Sentenza Berlusconi, pagheranno Pd e governo Letta

Condanna confermata a metà, il rinvio dell'interdizione dai pubblici uffici non chiude definitivamente la partita. Gli scenari politici restano incerti, ma ora sarà più difficile evitare l'implosione del Pd. E anche il governo Letta rischia molto.

Editoriali 02_08_2013
Silvio Berlusconi

La sentenza della Cassazione sul processo Mediaset apre scenari incerti per il futuro della seconda Repubblica e conferma i timori della vigilia. L'annullamento della sentenza d'appello di condanna di Berlusconi avrebbe forse spinto i falchi del Pdl a forzare la mano e a far cadere il governo Letta per andare ad elezioni anticipate. La conferma integrale della sentenza di condanna avrebbe comportato la più o meno immediata interdizione dai pubblici uffici del leader del centrodestra, avrebbe fatto certamente cadere il governo e provocato uno tsunami nei rapporti tra Pdl e Pd.

La strada scelta da Piazza Cavour rimanda di qualche mese il problema. L'annullamento della pena accessoria (interdizione dai pubblici uffici) nell'attesa che la Corte d'appello di Milano ne ridetermini l'entità potrebbe comportare anche la sospensione della pena detentiva. La Procura di Milano potrebbe decidere di sospendere la pena detentiva di 4 anni (tre anni condonati per l'indulto), nell'attesa della quantificazione della pena dell'interdizione dai pubblici uffici (da uno a tre anni, anziché i 5 inizialmente inflitti dalla Corte d'Appello di Milano).


Peraltro, gli avvocati del Cavaliere potrebbe impugnare la decisione della Corte d'Appello di Milano sulla quantificazione della pena accessoria.
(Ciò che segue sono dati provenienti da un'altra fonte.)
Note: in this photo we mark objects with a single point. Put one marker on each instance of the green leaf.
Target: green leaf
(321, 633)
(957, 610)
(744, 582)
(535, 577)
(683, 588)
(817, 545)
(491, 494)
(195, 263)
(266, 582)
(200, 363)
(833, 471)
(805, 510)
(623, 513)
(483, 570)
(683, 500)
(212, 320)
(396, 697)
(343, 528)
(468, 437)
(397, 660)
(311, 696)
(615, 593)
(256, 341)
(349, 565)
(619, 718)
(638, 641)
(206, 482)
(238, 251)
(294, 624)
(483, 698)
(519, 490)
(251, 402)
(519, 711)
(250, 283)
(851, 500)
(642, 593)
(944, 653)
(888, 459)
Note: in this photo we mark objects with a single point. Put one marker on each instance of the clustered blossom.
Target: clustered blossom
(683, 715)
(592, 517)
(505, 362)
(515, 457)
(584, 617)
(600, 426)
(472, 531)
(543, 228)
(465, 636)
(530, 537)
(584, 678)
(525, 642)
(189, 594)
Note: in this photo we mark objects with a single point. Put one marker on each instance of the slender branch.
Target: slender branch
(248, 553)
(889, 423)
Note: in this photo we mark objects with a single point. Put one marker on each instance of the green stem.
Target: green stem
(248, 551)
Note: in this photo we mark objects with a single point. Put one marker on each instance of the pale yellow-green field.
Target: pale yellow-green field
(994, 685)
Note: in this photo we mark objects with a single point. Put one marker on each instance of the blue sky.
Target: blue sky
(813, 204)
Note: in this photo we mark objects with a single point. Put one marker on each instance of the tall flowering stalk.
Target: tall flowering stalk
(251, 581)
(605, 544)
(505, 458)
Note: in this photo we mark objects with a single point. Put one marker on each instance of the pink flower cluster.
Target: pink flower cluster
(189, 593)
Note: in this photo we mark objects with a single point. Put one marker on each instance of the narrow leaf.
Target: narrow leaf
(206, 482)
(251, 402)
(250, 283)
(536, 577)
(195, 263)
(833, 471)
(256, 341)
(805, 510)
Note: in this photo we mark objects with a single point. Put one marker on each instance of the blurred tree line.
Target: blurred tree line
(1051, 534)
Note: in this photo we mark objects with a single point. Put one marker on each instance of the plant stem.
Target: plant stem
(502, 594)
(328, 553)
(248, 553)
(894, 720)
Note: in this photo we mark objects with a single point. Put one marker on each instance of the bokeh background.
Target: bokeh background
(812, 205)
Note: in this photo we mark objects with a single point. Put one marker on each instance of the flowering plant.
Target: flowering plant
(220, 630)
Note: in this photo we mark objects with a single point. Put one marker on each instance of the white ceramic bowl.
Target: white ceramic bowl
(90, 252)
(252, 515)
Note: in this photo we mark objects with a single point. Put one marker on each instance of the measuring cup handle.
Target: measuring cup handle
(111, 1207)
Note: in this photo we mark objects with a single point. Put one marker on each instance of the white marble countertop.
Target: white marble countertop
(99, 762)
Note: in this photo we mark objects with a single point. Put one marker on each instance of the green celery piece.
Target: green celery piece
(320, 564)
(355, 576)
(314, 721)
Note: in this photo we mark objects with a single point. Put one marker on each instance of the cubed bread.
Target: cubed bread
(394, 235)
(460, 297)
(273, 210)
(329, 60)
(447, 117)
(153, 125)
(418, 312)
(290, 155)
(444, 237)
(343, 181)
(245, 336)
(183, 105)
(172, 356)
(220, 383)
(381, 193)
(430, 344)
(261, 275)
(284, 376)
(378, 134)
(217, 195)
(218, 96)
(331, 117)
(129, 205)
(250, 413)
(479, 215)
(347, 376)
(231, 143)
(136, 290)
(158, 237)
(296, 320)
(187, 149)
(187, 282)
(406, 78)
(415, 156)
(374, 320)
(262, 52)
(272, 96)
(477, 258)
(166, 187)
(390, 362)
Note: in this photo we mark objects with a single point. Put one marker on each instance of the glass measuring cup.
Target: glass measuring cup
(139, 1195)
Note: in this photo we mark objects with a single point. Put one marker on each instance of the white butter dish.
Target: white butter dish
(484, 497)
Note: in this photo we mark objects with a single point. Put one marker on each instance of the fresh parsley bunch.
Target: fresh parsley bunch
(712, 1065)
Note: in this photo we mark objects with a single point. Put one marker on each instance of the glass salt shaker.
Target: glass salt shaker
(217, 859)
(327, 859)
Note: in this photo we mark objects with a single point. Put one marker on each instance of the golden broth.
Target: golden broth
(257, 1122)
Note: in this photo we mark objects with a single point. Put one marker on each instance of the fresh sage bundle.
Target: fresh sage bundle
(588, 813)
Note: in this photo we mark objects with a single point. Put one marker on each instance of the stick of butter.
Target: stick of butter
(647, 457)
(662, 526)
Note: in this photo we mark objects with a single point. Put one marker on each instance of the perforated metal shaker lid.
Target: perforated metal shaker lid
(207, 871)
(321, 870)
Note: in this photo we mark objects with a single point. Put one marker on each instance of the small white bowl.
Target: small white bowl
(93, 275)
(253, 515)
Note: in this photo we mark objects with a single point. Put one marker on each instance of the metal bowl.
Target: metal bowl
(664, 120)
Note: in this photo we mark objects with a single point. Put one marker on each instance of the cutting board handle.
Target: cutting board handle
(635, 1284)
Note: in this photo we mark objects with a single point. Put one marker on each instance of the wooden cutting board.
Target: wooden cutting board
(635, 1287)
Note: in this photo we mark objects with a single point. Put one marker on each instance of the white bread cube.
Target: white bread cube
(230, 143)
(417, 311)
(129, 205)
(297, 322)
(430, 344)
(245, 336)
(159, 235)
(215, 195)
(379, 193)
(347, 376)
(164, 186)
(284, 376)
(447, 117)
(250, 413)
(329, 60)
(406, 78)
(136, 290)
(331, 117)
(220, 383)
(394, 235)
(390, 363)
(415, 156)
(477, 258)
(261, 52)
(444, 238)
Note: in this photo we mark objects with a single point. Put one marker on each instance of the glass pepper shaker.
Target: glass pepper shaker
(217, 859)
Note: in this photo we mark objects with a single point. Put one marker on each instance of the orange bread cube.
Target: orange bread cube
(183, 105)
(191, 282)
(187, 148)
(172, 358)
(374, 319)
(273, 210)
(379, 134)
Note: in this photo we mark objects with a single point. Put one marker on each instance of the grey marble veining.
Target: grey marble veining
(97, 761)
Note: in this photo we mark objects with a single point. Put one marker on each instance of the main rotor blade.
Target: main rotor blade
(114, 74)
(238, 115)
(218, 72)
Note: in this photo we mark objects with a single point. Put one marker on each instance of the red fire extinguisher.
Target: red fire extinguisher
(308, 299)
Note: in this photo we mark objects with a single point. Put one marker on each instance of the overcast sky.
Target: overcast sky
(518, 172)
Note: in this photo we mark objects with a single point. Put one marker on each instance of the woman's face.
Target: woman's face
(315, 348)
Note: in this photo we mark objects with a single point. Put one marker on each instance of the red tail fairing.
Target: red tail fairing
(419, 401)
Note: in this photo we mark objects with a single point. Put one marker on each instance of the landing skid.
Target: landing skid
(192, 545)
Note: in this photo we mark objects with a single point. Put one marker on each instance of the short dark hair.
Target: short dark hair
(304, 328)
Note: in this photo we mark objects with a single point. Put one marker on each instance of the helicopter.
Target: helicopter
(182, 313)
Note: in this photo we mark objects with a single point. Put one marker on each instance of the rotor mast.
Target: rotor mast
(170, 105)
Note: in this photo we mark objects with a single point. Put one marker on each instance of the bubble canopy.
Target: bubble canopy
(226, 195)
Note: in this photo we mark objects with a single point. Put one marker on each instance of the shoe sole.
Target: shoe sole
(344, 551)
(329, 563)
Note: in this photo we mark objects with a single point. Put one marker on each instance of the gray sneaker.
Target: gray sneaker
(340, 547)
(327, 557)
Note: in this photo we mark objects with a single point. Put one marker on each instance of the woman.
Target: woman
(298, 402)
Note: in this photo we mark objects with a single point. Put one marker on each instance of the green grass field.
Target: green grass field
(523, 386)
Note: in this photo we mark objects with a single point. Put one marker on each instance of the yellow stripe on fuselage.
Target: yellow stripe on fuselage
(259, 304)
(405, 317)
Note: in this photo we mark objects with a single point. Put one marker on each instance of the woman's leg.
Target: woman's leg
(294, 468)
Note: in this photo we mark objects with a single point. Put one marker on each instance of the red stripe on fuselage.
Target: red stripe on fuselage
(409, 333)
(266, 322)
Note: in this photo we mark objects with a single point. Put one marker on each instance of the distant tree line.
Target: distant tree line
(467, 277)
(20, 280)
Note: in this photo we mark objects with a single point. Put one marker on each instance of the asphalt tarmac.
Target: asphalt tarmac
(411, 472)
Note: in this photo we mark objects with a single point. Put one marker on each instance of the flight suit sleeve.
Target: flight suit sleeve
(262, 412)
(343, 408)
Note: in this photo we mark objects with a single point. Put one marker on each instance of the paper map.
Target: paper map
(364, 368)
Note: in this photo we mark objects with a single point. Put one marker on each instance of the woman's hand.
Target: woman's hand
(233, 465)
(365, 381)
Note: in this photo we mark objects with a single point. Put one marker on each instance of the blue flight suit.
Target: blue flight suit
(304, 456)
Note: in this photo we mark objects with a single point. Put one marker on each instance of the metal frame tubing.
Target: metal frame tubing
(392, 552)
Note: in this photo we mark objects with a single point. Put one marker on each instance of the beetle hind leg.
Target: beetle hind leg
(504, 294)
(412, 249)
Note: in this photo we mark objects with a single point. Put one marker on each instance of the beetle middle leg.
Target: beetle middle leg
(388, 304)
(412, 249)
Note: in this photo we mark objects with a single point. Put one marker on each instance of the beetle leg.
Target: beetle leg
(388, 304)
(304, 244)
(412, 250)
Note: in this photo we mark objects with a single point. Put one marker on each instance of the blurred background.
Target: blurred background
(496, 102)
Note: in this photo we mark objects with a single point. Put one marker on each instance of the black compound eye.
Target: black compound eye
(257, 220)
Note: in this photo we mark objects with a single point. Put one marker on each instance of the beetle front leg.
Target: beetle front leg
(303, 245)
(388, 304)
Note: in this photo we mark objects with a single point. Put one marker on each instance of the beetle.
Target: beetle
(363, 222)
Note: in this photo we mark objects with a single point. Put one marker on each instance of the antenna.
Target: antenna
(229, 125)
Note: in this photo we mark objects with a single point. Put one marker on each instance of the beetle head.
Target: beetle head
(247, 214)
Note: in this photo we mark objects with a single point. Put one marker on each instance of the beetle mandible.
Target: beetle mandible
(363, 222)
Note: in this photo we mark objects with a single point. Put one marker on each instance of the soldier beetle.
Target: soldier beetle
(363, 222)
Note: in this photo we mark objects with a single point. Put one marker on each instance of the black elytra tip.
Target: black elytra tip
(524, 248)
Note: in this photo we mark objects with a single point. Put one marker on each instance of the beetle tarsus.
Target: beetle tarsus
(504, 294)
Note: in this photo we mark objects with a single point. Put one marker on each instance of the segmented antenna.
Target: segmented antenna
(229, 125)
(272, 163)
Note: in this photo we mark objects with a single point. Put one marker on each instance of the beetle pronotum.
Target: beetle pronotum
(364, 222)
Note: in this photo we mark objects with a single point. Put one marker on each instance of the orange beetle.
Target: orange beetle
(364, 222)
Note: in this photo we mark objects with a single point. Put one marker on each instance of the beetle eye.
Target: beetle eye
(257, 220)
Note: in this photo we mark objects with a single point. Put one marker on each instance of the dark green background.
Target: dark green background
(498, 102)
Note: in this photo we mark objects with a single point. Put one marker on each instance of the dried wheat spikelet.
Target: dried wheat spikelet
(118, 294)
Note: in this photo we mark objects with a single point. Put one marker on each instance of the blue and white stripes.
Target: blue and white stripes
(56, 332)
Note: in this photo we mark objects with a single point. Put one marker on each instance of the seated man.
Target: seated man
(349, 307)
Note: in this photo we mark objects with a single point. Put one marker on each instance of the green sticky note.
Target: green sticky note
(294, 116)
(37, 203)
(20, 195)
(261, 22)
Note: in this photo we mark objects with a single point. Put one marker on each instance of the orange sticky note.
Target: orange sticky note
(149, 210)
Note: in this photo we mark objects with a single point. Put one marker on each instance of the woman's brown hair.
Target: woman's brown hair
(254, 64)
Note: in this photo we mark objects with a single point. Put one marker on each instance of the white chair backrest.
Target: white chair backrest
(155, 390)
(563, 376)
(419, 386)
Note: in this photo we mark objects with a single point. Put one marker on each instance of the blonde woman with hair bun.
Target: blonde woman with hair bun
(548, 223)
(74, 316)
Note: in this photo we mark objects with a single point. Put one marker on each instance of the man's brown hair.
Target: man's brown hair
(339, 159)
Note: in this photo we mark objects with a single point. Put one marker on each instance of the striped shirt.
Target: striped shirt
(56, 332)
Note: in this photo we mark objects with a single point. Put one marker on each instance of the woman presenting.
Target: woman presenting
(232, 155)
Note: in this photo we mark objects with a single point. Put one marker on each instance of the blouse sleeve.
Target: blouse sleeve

In questo modo, Berlusconi avrebbe almeno altri sei mesi-un anno di "agibilità" parlamentare e politica e il suo eventuale ritiro dalla vita politica dovebbe essere posticipato fino a gennaio-giugno 2014. A quel punto, il Parlamento non potrebbe forse più essere sciolto, visto che in primavera sono in calendario le elezioni europee (secondo alcuni non "accorpabili" alle elezioni politiche) e il primo luglio inizierà il semestre italiano di presidenza dell'Unione europea. Ecco perché gli scenari politici futuribili sono tutt'altro che scontati. Se il Pdl, per solidarietà nei confronti del suo leader eventualmente condannato ad abbandonare il Senato, scegliesse la via dell'Aventino, si potrebbero costituire altre maggioranze di solidarietà nazionale o di emergenza, magari con parte dei grillini, o con l'appoggio esterno o l'astensione del Movimento Cinque Stelle e a quel punto la legislatura potrebbe durare almeno fino al 2015.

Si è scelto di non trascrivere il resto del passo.